Was there any additional advertising done to promote the review and its importance besides the posting on the Federal Register? Such as a press release, a request to the certifiers to inform their clients of the review and its solicited comments, etc.? Ms. King responded that nothing else was done to inform the public of the review. She said that today it would be standard to write about such a review in the NOP Insider, an email publication targeting organic stakeholders with several thousands of subscribers. Ms. King also commented, “More outreach could have been done to inform the stakeholders of this review.”
Indeed, and should have been done considering the portent of this review.
So, let’s recap:
- As of the end of 2013 there were 18, 513 certified organic farms and processing facilities in the United States.
- The 610 review of Organic Regulations inviting written comments, and other information regarding the impact of the NOP regulations on small businesses, was posted at the end of February 2011.
- The public comment period was closed at the end of April 2011.
- The review and its public comments period were posted in early to mid-spring, a time of the year when a large percentage of the stakeholders are extremely busy.
- Only 14 comments were received.
- The findings of the review and the conclusions drawn from it were posted and effective on May 6, 2015 only six days after the end of the 2015 National Organic Board Meeting but four years after the public comment period closed.
Considering these facts, several questions stand out:
Are the number of comments sufficient to justify the conclusions drawn by AMS – “Based on the findings from the review, AMS has determined that the NOP is not overly complex and does not significantly overlap or conflict with other regulations” and that there is no “critical need” to amend organic regulations. – ?
Here’s a big disconnect: If that was an accurate assessment why would the department be spending $1.8 million contracting with consultants to simplify and redesign the certification program under their “Sound and Sensible” initiative?
More importantly, how are findings derived from comments collected in 2011 relevant or significant to today’s NOP?
Finally, the final conclusion of the review is quite interesting: “Based upon the review, AMS has determined that the NOP should continue.

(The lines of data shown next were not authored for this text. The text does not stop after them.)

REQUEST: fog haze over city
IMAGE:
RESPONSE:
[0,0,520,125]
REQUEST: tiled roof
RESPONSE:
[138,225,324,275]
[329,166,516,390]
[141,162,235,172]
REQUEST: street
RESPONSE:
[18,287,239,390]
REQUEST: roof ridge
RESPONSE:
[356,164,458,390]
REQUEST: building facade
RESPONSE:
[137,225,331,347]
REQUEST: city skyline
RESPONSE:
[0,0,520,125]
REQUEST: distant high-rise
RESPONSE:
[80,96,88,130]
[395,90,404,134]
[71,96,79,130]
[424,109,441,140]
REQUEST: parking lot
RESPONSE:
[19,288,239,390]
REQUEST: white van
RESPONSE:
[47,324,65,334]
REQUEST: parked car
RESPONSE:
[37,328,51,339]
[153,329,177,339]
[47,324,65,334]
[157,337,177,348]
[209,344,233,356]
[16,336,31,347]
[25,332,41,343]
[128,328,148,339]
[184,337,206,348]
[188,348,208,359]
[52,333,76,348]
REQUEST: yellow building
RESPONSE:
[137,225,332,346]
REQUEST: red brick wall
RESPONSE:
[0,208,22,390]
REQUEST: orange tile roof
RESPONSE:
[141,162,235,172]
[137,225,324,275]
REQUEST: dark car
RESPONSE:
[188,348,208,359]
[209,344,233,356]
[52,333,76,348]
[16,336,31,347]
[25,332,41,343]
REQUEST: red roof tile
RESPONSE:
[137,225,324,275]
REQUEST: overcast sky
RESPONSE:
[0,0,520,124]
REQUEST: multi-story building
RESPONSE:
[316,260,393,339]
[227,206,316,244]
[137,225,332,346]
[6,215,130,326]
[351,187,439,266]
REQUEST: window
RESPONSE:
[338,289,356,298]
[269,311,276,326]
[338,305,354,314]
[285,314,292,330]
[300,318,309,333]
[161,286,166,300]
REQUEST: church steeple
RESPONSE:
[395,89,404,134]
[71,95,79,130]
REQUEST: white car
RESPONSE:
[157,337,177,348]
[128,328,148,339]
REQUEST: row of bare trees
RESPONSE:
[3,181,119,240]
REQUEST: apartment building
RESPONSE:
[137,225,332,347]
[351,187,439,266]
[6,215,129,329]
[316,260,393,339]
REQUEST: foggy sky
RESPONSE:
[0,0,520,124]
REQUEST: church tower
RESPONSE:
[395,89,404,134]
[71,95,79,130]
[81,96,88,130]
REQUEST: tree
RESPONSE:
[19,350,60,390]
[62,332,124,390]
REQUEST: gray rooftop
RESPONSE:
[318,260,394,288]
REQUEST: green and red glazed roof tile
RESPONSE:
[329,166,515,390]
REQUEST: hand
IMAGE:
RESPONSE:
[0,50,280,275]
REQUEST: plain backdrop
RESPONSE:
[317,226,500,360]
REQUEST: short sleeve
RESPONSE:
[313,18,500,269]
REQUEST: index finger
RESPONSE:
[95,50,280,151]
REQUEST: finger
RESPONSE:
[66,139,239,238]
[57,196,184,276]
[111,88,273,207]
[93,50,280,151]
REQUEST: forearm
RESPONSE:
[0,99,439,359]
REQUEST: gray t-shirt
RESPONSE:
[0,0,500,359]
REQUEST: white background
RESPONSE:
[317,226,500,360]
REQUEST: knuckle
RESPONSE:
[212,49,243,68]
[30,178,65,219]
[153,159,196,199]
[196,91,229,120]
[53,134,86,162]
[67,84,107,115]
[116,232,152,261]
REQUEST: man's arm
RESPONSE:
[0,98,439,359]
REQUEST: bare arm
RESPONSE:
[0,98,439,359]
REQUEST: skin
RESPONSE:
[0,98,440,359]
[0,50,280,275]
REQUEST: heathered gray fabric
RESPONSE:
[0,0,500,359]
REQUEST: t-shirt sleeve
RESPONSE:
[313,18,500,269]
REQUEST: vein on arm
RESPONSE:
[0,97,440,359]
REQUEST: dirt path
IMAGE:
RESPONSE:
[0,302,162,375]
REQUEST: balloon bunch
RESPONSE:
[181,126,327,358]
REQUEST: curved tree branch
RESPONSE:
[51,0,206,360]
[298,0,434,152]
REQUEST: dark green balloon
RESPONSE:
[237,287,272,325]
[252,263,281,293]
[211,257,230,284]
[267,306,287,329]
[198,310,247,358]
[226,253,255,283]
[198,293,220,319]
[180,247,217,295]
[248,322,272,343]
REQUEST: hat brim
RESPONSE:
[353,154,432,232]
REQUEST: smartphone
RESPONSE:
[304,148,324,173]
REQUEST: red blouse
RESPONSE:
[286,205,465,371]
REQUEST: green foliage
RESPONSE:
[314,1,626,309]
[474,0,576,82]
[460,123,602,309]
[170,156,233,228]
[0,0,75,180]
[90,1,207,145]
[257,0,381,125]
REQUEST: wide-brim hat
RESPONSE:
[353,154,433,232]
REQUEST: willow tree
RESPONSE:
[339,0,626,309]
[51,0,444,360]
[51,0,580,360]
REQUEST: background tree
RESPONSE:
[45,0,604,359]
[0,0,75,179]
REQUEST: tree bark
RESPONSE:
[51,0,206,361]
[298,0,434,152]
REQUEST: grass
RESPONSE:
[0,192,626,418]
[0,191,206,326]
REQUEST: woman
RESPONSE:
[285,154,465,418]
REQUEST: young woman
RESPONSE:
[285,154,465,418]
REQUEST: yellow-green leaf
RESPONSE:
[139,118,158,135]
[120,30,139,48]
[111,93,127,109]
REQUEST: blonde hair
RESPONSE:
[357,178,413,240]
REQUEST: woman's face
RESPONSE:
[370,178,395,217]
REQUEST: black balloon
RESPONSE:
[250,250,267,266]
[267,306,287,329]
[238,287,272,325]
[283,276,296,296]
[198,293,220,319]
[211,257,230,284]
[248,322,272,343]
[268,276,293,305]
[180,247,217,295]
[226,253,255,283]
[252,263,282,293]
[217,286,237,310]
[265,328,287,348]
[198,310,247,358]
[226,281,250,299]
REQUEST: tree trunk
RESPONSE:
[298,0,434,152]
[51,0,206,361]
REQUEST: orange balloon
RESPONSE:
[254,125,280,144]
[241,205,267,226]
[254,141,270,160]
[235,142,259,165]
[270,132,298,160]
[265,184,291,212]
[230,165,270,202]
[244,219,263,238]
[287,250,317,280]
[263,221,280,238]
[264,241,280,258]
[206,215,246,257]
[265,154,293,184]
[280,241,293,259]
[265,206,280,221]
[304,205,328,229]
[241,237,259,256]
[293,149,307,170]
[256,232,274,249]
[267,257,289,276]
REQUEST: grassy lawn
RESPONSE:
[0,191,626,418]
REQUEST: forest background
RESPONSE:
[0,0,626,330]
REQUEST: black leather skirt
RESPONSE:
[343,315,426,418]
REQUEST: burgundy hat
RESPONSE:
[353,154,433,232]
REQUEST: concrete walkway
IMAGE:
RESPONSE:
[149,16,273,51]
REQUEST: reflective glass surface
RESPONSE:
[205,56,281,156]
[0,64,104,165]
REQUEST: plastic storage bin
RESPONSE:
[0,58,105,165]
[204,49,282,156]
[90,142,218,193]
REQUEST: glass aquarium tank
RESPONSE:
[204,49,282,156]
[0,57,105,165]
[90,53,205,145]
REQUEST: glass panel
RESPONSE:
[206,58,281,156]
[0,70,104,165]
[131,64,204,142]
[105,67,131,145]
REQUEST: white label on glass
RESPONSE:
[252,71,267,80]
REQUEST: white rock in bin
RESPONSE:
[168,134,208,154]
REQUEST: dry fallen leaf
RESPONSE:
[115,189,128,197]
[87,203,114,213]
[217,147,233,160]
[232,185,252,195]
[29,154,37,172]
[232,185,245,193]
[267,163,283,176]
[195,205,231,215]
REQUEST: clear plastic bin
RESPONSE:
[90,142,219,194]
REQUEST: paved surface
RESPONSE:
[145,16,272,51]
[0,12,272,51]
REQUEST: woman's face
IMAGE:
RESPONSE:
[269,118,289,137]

The USDA organic regulations are dynamic in nature and the NOP continues to collaborate with the NOSB and the organic community on rulemaking and development of guidance documents, (…).”
But here’s some news for the USDA officials: The National Organic Program was created by Congress to assure honesty and fairness in the industry. It is not within the purview of bureaucrats to decide to discontinue it regardless of what conclusions were derived from a questionably meaningful survey, answered by a paltry 14 industry stakeholders.
Actually, the final conclusion is quite revealing considering that Rex A. Barnes, the Associate Administrator of the Agricultural Marketing Service, signed the Section 610 Review findings and conclusion on the last day of the spring 2015 NOSB meeting, which he attended as a silent spectator.
Particularly interesting is the choice of words the “NOP should continue”; this strongly reminds one of the “Big Brother” concept as described by George Orwell’s novel “Nineteen Eighty-Four”.
Furthermore the assertion that “the NOP continues to collaborate with the NOSB” (this really should read “the NOP continues to undermine the intent of Congress by stripping the authority of the NOSB to determine its own rules, work plan and agenda”) overwhelmingly suggests that this report is a script for a play in the continuing Organic Regulatory Theater of the absurd in which the puppet master came to watch his own show and wildly applauded its ending.